Stratégie

« En France, le travail est considéré comme un coût qu’il faut réduire » (Bruno Palier, Sciences Po)

Par Sylvie Aghabachian | Le | Management

Conditions de travail, qualité des emplois, choix managériaux et d’organisation, santé au travail, sens du travail… : ces questions ont fait l’objet de nombreuses recherches en sciences sociales. Une partie de ces contributions est rassemblée dans l’ouvrage collectif « Que sait-on du travail » (Presses de Sciences Po). Un livre qui dresse un état des lieux des réalités du travail en France coordonné par Bruno Palier, politiste et directeur de recherche CNRS au Centre d’études européennes de Sciences Po.

Bruno Palier  - © D.R.
Bruno Palier - © D.R.

La crise de la Covid a-t-elle bouleversé le monde du travail ?

La période très particulière de la Covid a permis de révéler un certain nombre de choses, d’en accélérer d’autres et de faire déboucher un monde un peu nouveau avec des transformations profondes des situations au travail. Nous avons constaté l’accélération d’un certain nombre de tendances comme le télétravail et la digitalisation.

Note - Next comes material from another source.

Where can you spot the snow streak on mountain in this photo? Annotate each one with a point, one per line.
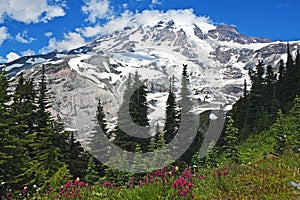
(218, 59)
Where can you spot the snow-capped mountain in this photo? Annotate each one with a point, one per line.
(218, 59)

Dans notre ouvrage, on parle beaucoup de l’accélération des outils digitaux dans de nombreux emplois et de la présence de l’intelligence artificielle dans les entrepôts, dans l’industrie automobile, dans les tablettes qui accompagnent et mettent la pression sur les aides à domicile auprès des personnes âgées dépendantes, par exemple.

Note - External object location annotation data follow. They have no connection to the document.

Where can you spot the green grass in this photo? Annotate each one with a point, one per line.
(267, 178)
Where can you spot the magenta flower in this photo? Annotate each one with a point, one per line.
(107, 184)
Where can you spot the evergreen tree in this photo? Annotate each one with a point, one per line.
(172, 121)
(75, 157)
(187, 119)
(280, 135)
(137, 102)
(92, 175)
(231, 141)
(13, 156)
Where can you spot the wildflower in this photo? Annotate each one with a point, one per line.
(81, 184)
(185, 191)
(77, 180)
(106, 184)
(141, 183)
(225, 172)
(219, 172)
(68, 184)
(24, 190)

La Covid a occasionné aussi une prise de distance ou une réflexion sur son travail et a amené à un certain nombre de demandes comme des jours de télétravail ou être en capacité de participer à l’organisation du temps de travail.

Il y a aussi les questions sur le sens de son travail qui étaient déjà là, mais qui ont pu être reposées plus concrètement.

Que sait-on du travail ? (Presses de Sciences Po), 22 € - © D.R.
Que sait-on du travail ? (Presses de Sciences Po), 22 € - © D.R.

Vous parlez du nouveau rapport au travail dans votre livre. Comment l’expliquez-vous ?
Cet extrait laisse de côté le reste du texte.